Si te mira y sonríe, te das cuenta de que solo unos pocos pueden mirarte y sonreír desde esa distancia, desde un lugar con el que soñamos y al que muy pocas veces podemos acceder.
Cuando mi hermana pequeña ve en la pantalla de la tele algún tipo rubio con patillas, señala y dice "es Juan" y se ríe.
Se ríe porque es feliz, aún sabiendo que no soy yo, es feliz porque ve a personajes que se me parecen y le recuerdan a mi.
Y eso es genial.
Es genial que alguien sonría al recordarte.
El día que nació, los doctores no pudieron ver sus alas y procedieron a dictaminar que padecía "Síndrome de Down", que es la denominación que la medicina ha inventado para los ángeles.
Vivimos en un mundo que inventa nombres nuevos para bondades antiguas.
Yo tenía doce años y mentiría si no os dijera que me enfurecí con Dios o como quiera que se llame el tipo que maneja los hilos ahí arriba.
Pero eso es porque en mi ignorancia, asocié su alteración genética con la desgracia y la vergüenza.
Y durante años, no fui digno de su amor desmesurado, porque al caminar con ella por la calle sentía que otros niños nos miraban y hacían muecas.
A mi madre, muchas señoras de misa diaria con abrigos de animales muertos y restos de ostras colgadas del cuello le aseguraban condescendientes lo "cariñosos" que son "estos niños" y la suerte que tenia porque "estaría siempre a su lado, haciéndola compañía".
Estimulación precoz y colegios especiales, aulas de integración y trabajo en casa.
Y mi hermanita coloreando sin salirse, los dibujitos de un cuaderno Disney.
Y poco a poco, descubrí que mi hermana vino a este mundo para que la familia permaneciera unida.
Yo, que soy un tipo egoísta y que suelo anteponer mi placer personal al resto de necesidades familiares, he aprendido que no hay nada mas hermoso que el cariño de los tuyos.
Ver como se le ilumina la cara cuando nos sentamos todos a la misma mesa es un espectáculo.
Consigue con un gesto apaciguar las discusiones y rescatar lo más puro de cada uno de nosotros.

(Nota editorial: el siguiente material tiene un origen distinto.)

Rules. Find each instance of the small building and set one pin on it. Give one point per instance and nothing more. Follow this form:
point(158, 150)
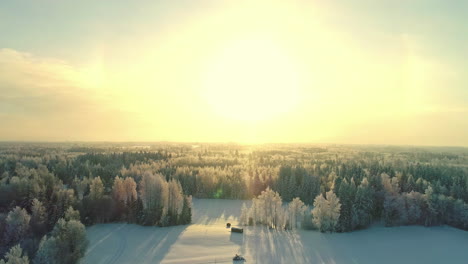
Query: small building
point(237, 230)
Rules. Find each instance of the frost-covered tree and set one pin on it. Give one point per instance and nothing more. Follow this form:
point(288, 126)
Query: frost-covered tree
point(244, 217)
point(130, 189)
point(118, 190)
point(67, 243)
point(186, 215)
point(154, 194)
point(17, 226)
point(296, 210)
point(346, 192)
point(175, 201)
point(15, 256)
point(96, 189)
point(363, 205)
point(326, 212)
point(38, 218)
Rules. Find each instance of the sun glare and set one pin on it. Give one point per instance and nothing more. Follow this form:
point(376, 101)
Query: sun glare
point(251, 80)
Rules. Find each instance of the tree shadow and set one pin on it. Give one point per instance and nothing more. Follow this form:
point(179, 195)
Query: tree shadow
point(129, 243)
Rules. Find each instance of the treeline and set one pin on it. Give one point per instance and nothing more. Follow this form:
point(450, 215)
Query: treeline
point(154, 187)
point(41, 217)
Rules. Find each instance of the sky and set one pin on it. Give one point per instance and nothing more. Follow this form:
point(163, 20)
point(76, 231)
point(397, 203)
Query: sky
point(357, 72)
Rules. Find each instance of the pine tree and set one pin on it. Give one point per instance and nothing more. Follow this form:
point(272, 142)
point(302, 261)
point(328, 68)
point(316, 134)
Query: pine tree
point(363, 205)
point(38, 218)
point(15, 256)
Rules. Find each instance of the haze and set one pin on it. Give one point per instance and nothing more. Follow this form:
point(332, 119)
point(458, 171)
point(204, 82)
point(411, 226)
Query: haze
point(380, 72)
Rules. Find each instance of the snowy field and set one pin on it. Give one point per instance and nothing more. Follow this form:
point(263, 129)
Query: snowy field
point(208, 241)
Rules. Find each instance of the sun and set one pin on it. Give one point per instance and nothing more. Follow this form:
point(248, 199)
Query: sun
point(251, 80)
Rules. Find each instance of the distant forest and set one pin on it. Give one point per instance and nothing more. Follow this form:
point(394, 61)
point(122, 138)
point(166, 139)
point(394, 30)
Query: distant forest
point(50, 191)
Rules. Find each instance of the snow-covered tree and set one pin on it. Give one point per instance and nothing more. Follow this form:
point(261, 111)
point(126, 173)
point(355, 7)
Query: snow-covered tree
point(96, 189)
point(154, 194)
point(80, 186)
point(17, 226)
point(362, 206)
point(67, 243)
point(346, 192)
point(130, 189)
point(296, 210)
point(38, 218)
point(326, 212)
point(244, 217)
point(175, 200)
point(186, 215)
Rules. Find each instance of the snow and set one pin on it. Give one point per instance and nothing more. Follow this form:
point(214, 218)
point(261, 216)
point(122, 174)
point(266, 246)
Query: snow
point(208, 240)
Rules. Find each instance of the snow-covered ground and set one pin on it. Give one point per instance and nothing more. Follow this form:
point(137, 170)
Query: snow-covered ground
point(208, 241)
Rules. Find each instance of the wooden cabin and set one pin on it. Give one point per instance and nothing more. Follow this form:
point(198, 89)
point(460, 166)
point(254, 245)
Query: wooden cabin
point(237, 230)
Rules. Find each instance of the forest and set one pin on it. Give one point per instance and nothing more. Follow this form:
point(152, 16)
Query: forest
point(49, 192)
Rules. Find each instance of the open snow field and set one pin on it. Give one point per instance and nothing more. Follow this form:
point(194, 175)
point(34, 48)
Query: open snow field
point(208, 241)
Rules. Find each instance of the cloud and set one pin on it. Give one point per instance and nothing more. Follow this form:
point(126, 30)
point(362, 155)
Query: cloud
point(48, 99)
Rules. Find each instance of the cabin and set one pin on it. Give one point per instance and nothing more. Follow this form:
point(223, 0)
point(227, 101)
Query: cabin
point(237, 230)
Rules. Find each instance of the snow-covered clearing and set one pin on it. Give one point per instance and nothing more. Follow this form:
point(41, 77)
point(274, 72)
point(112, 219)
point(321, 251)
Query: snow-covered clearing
point(208, 241)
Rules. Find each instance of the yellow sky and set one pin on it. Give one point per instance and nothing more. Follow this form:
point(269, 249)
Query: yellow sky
point(241, 71)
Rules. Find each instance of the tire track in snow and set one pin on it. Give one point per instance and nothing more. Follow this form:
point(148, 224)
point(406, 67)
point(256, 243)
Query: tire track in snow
point(104, 238)
point(120, 249)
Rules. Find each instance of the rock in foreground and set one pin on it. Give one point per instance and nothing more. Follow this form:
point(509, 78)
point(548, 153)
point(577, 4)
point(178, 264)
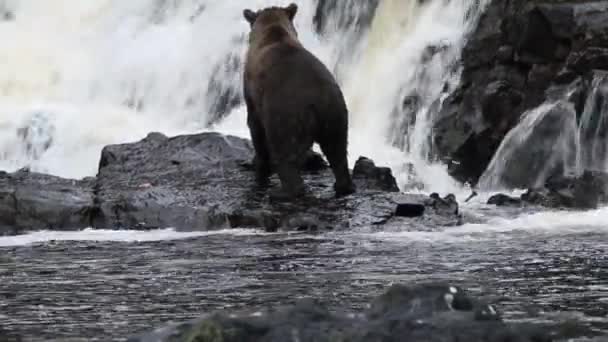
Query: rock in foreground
point(202, 182)
point(426, 312)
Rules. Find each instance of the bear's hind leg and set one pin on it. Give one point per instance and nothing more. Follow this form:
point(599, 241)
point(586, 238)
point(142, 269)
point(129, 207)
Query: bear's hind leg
point(335, 152)
point(292, 184)
point(261, 161)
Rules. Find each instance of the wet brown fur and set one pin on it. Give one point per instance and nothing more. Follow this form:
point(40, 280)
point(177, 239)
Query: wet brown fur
point(292, 101)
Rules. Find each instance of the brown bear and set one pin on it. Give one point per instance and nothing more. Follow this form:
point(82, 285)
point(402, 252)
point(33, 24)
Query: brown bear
point(292, 101)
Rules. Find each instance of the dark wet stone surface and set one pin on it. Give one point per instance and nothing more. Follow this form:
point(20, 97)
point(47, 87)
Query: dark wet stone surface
point(100, 291)
point(201, 182)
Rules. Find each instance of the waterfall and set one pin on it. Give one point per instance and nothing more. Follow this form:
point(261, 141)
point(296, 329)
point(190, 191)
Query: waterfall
point(552, 139)
point(77, 76)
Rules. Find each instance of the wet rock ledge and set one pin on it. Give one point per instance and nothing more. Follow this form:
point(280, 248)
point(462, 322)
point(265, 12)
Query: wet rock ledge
point(201, 182)
point(425, 312)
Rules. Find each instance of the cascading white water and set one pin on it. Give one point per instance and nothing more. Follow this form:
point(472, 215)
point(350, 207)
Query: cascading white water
point(543, 140)
point(550, 138)
point(80, 75)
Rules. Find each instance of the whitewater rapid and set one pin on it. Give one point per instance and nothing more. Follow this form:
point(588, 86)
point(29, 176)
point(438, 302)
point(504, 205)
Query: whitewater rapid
point(79, 76)
point(551, 224)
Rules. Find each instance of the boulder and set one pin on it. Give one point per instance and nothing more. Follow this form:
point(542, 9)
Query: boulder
point(516, 53)
point(202, 182)
point(34, 201)
point(431, 312)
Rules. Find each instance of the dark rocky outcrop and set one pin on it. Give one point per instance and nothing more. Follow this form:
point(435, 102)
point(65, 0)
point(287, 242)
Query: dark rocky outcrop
point(517, 52)
point(36, 201)
point(586, 191)
point(425, 312)
point(202, 182)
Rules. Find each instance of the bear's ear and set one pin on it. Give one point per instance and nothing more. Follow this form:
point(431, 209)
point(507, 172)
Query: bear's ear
point(292, 10)
point(250, 16)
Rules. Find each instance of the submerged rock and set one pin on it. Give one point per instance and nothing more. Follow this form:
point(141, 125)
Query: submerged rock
point(425, 312)
point(201, 182)
point(504, 200)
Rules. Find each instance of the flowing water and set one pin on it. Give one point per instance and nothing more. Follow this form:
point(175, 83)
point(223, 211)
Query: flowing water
point(76, 76)
point(551, 138)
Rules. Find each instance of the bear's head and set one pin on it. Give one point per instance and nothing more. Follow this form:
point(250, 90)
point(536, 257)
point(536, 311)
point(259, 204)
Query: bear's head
point(272, 16)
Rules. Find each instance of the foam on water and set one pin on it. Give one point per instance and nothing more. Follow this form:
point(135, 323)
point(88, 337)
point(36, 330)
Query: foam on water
point(553, 223)
point(102, 235)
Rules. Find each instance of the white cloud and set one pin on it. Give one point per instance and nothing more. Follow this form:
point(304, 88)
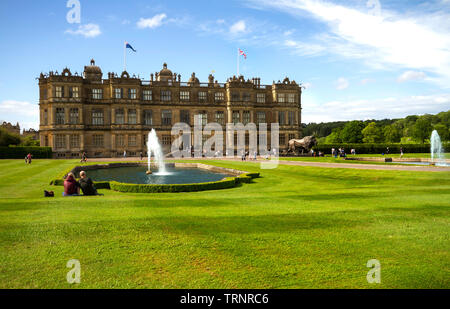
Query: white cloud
point(413, 40)
point(411, 75)
point(238, 27)
point(305, 49)
point(26, 113)
point(372, 108)
point(366, 81)
point(153, 22)
point(88, 30)
point(342, 83)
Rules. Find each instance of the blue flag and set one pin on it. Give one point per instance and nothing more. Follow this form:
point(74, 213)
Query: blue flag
point(127, 45)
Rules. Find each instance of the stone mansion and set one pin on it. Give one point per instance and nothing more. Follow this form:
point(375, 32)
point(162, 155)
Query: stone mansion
point(104, 117)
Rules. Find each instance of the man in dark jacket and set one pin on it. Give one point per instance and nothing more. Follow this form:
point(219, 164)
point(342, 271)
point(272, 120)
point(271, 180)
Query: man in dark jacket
point(71, 186)
point(87, 185)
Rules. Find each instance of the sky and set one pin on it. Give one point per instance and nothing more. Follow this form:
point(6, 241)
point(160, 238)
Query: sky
point(356, 59)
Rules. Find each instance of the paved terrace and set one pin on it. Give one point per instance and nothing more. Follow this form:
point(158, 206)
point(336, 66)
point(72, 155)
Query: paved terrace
point(391, 166)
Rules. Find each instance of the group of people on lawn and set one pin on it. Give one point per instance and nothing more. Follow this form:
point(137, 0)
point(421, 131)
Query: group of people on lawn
point(72, 186)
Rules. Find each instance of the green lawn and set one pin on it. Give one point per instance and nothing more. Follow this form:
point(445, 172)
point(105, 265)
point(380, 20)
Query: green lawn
point(295, 227)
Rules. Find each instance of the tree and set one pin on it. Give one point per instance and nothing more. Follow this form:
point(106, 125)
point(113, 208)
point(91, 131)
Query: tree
point(443, 131)
point(392, 133)
point(7, 138)
point(422, 130)
point(352, 132)
point(334, 137)
point(372, 133)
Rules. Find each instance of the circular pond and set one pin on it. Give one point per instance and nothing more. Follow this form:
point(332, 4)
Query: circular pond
point(137, 175)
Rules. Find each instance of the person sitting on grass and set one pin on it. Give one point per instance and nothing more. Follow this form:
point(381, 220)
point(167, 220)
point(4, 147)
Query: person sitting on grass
point(87, 185)
point(71, 186)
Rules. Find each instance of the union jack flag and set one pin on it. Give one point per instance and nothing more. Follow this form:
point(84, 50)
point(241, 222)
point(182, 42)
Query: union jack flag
point(241, 52)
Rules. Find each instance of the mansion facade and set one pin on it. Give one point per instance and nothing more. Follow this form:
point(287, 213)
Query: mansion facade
point(104, 117)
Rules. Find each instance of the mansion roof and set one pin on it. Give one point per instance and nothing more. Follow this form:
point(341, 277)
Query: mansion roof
point(92, 74)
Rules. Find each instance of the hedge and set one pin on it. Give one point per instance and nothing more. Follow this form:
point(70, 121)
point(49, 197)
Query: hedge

Ver a mis padres, esforzarse día tras día para que siga siendo la niña más feliz del universo, anteponiendo por encima de cualquier otra cosa la sonrisa de mi hermana me reconcilia con el género humano.
Ver al resto de mis hermanos desvivirse para que no se le apague el brillo de los ojos me reconcilia con el género humano.
Saber, que por muchas puñaladas que me de la vida, por muchas noches que pase sentado ante este teclado, con un vaso en la mano y una lágrima en los ojos, preguntando que coño he hecho mal y hasta donde seré capaz de aguantar, al día siguiente iré a casa y mi hermana me cogerá la mano y me curará al sonreír. Como en el anuncio de la Mastercard, no tiene precio.
Y anoche, en una de las noches donde más cerca he estado de pedir que se parara el bus, que me bajaba, ante la desesperación que produce el sentirse perdido, no tuve más que cerrar los ojos para ver las alitas de plumón blanco de mi hermana.
Yo no se como hacerlo mejor, pero para ella siempre está bien.
No se como despojarme de todo lo que me sobra, pero eso a ella no le importa, porque luego ve en la pantalla de la tele un tipo rubio con patillas y sonríe.
Solo se que tengo suerte, porque en el reparto, a mi me ha tocado un ángel.